Corporate Governance refers to a collection of internal controls and procedures that serve as the foundation for a business’ operations and interactions with a variety of stakeholders, including consumers, management, employees and trade associations.
Control over corporate governance on the inside:
- Internal company management controls keep track of operations and take remedial action to help the company accomplish its objectives. Examples include:
- The board of directors has the right to recruit, terminate, and compensate senior executives, as well as preserve investment capital.
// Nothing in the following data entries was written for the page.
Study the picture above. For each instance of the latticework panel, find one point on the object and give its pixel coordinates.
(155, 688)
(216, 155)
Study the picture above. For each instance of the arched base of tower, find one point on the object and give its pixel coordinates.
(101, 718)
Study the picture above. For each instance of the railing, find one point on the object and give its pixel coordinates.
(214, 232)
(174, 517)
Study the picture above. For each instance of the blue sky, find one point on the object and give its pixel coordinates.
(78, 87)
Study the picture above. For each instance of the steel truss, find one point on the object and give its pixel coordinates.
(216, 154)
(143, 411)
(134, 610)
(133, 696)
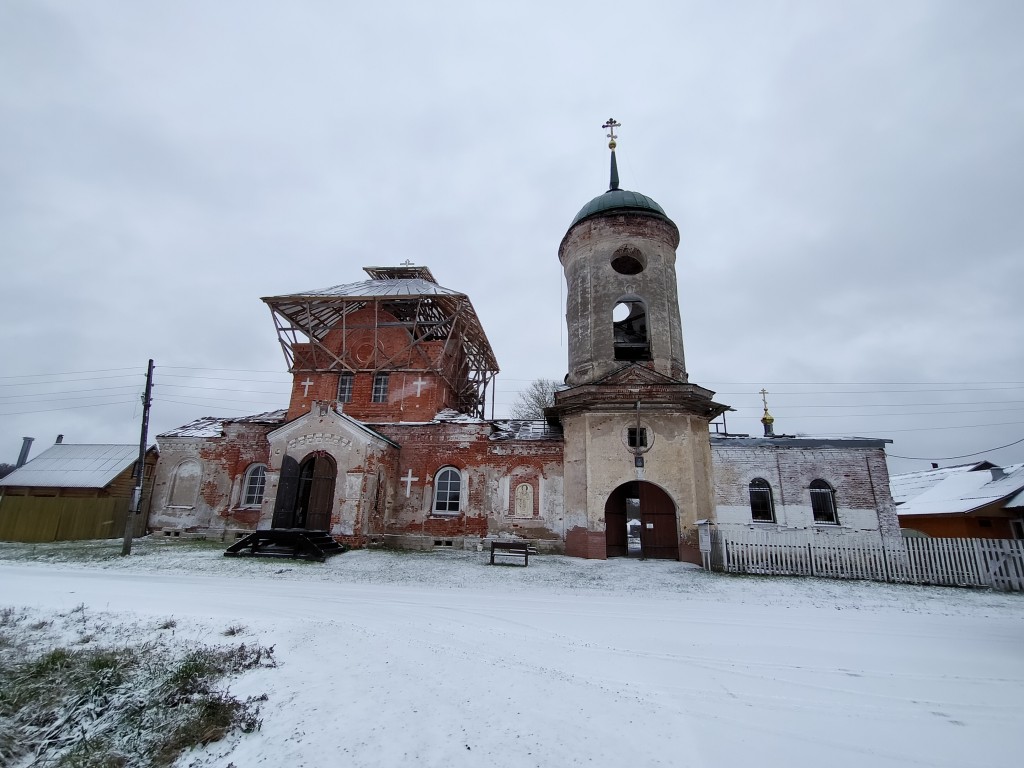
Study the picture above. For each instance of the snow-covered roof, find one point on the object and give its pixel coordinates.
(374, 288)
(535, 429)
(966, 491)
(69, 466)
(212, 426)
(911, 484)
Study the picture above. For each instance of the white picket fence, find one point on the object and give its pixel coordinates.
(963, 562)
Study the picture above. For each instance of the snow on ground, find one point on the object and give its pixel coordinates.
(440, 659)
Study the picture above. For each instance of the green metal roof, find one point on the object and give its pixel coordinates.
(615, 200)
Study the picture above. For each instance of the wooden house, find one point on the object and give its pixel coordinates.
(74, 492)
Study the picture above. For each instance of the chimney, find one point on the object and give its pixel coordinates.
(26, 448)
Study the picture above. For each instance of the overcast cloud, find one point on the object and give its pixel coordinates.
(847, 178)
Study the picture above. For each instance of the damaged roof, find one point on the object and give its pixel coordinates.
(536, 429)
(212, 426)
(69, 466)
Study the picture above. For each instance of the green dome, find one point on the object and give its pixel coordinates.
(619, 200)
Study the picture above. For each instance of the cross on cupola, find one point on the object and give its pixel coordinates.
(767, 420)
(610, 125)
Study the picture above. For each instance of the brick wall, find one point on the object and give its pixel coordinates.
(858, 475)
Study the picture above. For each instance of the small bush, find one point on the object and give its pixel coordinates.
(110, 707)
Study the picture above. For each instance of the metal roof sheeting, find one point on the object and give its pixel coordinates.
(374, 288)
(963, 492)
(68, 466)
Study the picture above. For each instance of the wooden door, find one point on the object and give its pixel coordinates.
(658, 532)
(615, 536)
(322, 494)
(288, 486)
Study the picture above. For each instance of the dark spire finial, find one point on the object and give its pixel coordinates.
(611, 124)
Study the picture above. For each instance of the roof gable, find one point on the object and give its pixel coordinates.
(70, 466)
(342, 424)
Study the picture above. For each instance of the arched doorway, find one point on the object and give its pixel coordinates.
(305, 493)
(655, 512)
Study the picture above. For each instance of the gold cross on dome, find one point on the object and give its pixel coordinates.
(611, 125)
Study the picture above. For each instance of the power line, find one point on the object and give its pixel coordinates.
(221, 408)
(69, 391)
(67, 373)
(68, 381)
(225, 389)
(950, 458)
(70, 408)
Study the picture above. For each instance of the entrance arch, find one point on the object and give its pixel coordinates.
(305, 493)
(656, 514)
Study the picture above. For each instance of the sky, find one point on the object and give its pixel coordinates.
(847, 180)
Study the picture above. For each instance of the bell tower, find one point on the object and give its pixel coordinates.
(637, 445)
(620, 261)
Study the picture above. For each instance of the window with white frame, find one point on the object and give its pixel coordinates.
(762, 504)
(823, 502)
(345, 387)
(254, 485)
(448, 492)
(380, 388)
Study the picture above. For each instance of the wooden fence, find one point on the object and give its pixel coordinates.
(963, 562)
(28, 518)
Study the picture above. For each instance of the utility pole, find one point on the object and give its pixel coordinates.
(136, 497)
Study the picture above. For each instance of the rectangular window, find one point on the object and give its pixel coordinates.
(345, 387)
(380, 388)
(823, 504)
(637, 437)
(762, 509)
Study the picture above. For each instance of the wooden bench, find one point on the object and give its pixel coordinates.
(515, 549)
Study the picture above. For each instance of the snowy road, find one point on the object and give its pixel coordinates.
(493, 669)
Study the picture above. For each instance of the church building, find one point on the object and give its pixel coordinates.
(385, 440)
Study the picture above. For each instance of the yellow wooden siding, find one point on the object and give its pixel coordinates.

Problems can be detected, discussed, and prevented through regular board meetings.
- Internal Control Systems and Internal Auditors: Internal control systems are policies used by a company’s board of directors, audit committee, management, and other employees to provide sound assurance of the company’s goals in terms of accurate financial reporting, efficiency, and compliance with laws and regulations.
- Balance of Power: The most basic balance of power is one in which the President and the Treasurer are not the same person.
- Salary: Work-based income is linked to a specific portion of one’s income and performance.
- Monitoring by Big Shareholders and/ or Banking and Other Major Lenders: Because of their large position in the company, these stakeholders have incentives to keep an eye on leaders, including the correct degree of control and power.
Control over corporate governance from the outside:
External stakeholders’ authority over the organisation’s operations is included in corporate governance controls. Examples include:
- Competition
- Credit agreements
- Auditing and evaluation of performance information (especially financial statements)
- Government regulations
- Labour market management
- Media pressure
- Takeovers
- Law firms
In the viewpoint of the firm’s shareholders, the corporation is stronger if the level of corporate governance is high.